Capital Markets

How to Beat Hedge-Fund Bullies, Part II

CFOs should sniff out the intentions of activist hedge funds that are substantial shareholders in their companies, experts say.
Helen ShawMarch 26, 2007

Considering how much havoc activist hedge funds can wreak on the best-laid corporate plans and the careers of senior management, finance chiefs would do well to be on high alert when such investors gain power in their companies, industry experts suggest.

Indeed, the funds tend to be hugely effective juggernauts of change once they get rolling. Funds with hefty share holdings and a yen to shake up a company often get what they want, according to a study of 155 activist hedge fund campaigns conducted between 2003 and 2005 by April Klein, an associate professor at New York University’s Stern School of Business, and Emanuel Zur, a doctoral student who combed through forms filed with the Securities and Exchange Commission by activist hedge funds.

For instance, of the campaigns the researchers analyzed, all three activist hedge funds that asked to change the chief executive officer were successful. (The study didn’t inquire into the fate of the CFOs involved).
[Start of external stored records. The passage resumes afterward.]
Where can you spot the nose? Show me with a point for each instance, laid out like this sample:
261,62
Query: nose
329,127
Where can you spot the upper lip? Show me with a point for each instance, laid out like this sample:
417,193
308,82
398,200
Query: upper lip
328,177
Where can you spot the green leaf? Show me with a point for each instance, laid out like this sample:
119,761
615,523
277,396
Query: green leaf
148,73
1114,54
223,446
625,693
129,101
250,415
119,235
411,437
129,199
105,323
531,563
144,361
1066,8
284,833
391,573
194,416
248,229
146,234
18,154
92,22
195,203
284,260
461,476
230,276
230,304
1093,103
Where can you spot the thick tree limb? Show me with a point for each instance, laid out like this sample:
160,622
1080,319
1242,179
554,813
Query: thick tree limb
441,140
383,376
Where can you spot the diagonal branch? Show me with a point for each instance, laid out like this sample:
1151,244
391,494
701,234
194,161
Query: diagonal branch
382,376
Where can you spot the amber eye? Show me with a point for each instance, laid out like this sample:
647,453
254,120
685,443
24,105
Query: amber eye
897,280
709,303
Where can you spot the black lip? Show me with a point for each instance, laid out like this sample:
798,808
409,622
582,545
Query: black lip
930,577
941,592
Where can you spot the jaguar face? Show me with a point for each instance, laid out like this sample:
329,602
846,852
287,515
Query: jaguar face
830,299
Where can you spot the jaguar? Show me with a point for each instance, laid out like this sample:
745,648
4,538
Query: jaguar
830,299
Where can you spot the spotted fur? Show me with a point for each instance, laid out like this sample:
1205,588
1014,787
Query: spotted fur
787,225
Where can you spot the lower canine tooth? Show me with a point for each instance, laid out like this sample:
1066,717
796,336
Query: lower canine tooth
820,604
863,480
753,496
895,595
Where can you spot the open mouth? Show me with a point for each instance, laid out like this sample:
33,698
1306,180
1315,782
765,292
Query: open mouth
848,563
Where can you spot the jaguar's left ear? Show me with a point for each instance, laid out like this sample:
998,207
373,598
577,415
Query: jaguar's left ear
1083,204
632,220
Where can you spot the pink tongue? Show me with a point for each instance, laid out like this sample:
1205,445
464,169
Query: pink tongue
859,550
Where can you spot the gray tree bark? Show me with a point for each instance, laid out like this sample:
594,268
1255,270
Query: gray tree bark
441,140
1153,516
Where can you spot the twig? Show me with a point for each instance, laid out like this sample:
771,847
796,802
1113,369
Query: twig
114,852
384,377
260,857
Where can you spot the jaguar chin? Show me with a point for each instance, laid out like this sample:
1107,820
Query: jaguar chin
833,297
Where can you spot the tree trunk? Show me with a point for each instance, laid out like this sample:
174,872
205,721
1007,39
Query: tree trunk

What’s more, all four activist funds that urged companies to engage in stock buybacks were successful.

Klein says the chances that a company will acquiesce to a hedge fund’s demands are linked to whether the fund garners a seat on the board. But besides changing the direction of a company, the firebrand funds can affect the CFO personally—in fact, the owners of such funds often become finance chiefs’ bosses. “In over 40 percent of the time, the hedge fund gets a place on the board,” notes Klein. “Many times, they have the majority of the board.”

Other hedge fund-initiated changes involve the firm’s financial condition. According to Klein, hedge funds pursue cash-rich companies that tend to pay low dividends and have a small amount of debt. On average, the firm’s dividend doubles within one year of an activist hedge fund acquiring at least a 5 percent stake. “When a hedge fund comes in,” explains Klein, “they reduce cash, increase debt, and pay out the dividend.”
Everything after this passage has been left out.